Tutorial: Adjust for covariate shift with importance weights¶
This tutorial shows how to use contextual RIW weights when testing for adverse shift. You will estimate domain probabilities from a domain classifier, then apply those probabilities as weights while testing a separate harmfulness score stream.
By the end, you will be able to:
- Compute domain probabilities for contextual weighting
- Keep weighting inputs separate from adverse-shift score inputs
- Run a weighted
test_adverse_shiftand compare it to the unweighted result
If you are new to samesame, complete
Detect a distribution shift
before this tutorial.
What you need¶
- Two groups to compare (source and target)
- A domain classifier for estimating domain probabilities
- A separate harmfulness score per sample for
test_adverse_shift
Step 1 — Generate domain probabilities¶
This matches the detect-distribution-shift setup: train a classifier to distinguish source from target and use out-of-sample probabilities.
import numpy as np
from sklearn.datasets import make_classification
from sklearn.ensemble import HistGradientBoostingClassifier
from sklearn.model_selection import cross_val_predict
# X contains features; group is 0 (source) or 1 (target)
X, group = make_classification(
n_samples=200,
n_features=6,
n_classes=2,
random_state=123_456,
)
membership_prob = cross_val_predict(
HistGradientBoostingClassifier(random_state=123_456),
X,
group,
cv=10,
method="predict_proba",
)[:, 1] # P(target | x)
These probabilities are for contextual weighting only.
Step 2 — Build a separate harmfulness score stream¶
Do not reuse membership_prob as adverse-shift scores.
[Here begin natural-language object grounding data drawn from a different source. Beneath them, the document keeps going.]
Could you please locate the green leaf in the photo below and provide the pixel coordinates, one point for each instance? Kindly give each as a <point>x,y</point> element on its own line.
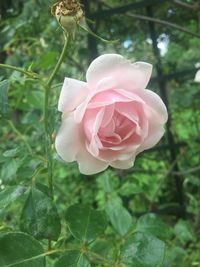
<point>4,85</point>
<point>119,216</point>
<point>85,223</point>
<point>10,194</point>
<point>35,99</point>
<point>20,250</point>
<point>73,259</point>
<point>129,189</point>
<point>152,224</point>
<point>143,250</point>
<point>9,171</point>
<point>40,217</point>
<point>183,231</point>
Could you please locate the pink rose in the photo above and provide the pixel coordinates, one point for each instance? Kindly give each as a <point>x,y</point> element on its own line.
<point>111,118</point>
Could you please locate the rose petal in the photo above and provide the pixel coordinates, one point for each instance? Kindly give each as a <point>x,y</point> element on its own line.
<point>72,94</point>
<point>96,100</point>
<point>125,164</point>
<point>127,76</point>
<point>88,164</point>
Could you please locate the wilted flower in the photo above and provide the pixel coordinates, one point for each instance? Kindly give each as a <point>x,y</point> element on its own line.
<point>68,13</point>
<point>111,118</point>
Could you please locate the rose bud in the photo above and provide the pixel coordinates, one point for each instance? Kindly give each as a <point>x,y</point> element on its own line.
<point>69,14</point>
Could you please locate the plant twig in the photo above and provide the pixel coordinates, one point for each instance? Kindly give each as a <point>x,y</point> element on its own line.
<point>20,136</point>
<point>163,22</point>
<point>46,114</point>
<point>25,72</point>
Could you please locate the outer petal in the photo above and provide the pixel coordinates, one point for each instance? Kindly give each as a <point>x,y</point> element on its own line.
<point>128,76</point>
<point>72,94</point>
<point>70,146</point>
<point>125,164</point>
<point>69,139</point>
<point>155,103</point>
<point>90,165</point>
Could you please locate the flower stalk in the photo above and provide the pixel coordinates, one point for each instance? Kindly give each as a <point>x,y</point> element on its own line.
<point>48,137</point>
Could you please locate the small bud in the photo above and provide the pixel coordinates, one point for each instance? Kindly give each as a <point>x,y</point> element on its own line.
<point>69,14</point>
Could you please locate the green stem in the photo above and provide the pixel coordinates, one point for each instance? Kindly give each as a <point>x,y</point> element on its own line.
<point>28,73</point>
<point>46,115</point>
<point>15,130</point>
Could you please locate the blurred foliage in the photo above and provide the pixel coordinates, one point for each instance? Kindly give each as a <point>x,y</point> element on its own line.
<point>116,218</point>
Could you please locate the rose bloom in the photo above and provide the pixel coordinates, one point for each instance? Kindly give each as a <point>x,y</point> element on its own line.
<point>111,118</point>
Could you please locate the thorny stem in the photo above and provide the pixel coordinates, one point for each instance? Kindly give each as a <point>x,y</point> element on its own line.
<point>21,136</point>
<point>48,88</point>
<point>25,72</point>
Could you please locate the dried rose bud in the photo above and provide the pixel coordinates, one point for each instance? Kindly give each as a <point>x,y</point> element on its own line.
<point>69,14</point>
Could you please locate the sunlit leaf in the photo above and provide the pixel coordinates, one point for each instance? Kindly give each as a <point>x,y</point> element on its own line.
<point>40,217</point>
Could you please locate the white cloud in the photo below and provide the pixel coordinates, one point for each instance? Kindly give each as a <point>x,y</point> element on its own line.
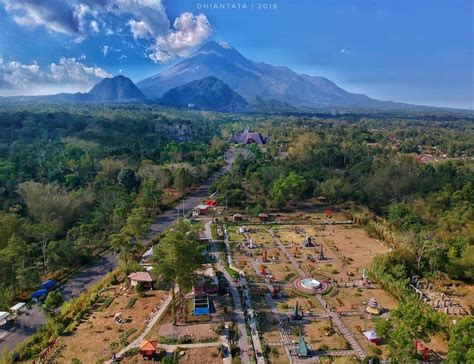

Instead, create or compute a separate
score where larger means worse.
rng = np.random.default_rng(123_456)
# Separate harmfulness score, independent of membership_prob
risk_score = (
0.9 * X[:, 0]
- 0.6 * X[:, 1]
+ 0.4 * X[:, 2]
+ rng.normal(scale=0.4, size=len(group))
)
source_scores = risk_score[group == 0]
target_scores = risk_score[group == 1]
Step 3 — Run weighted adverse-shift testing¶
Split membership_prob by group label to get separate source and target arrays, build
weights with contextual_weights, then pass them to test_adverse_shift.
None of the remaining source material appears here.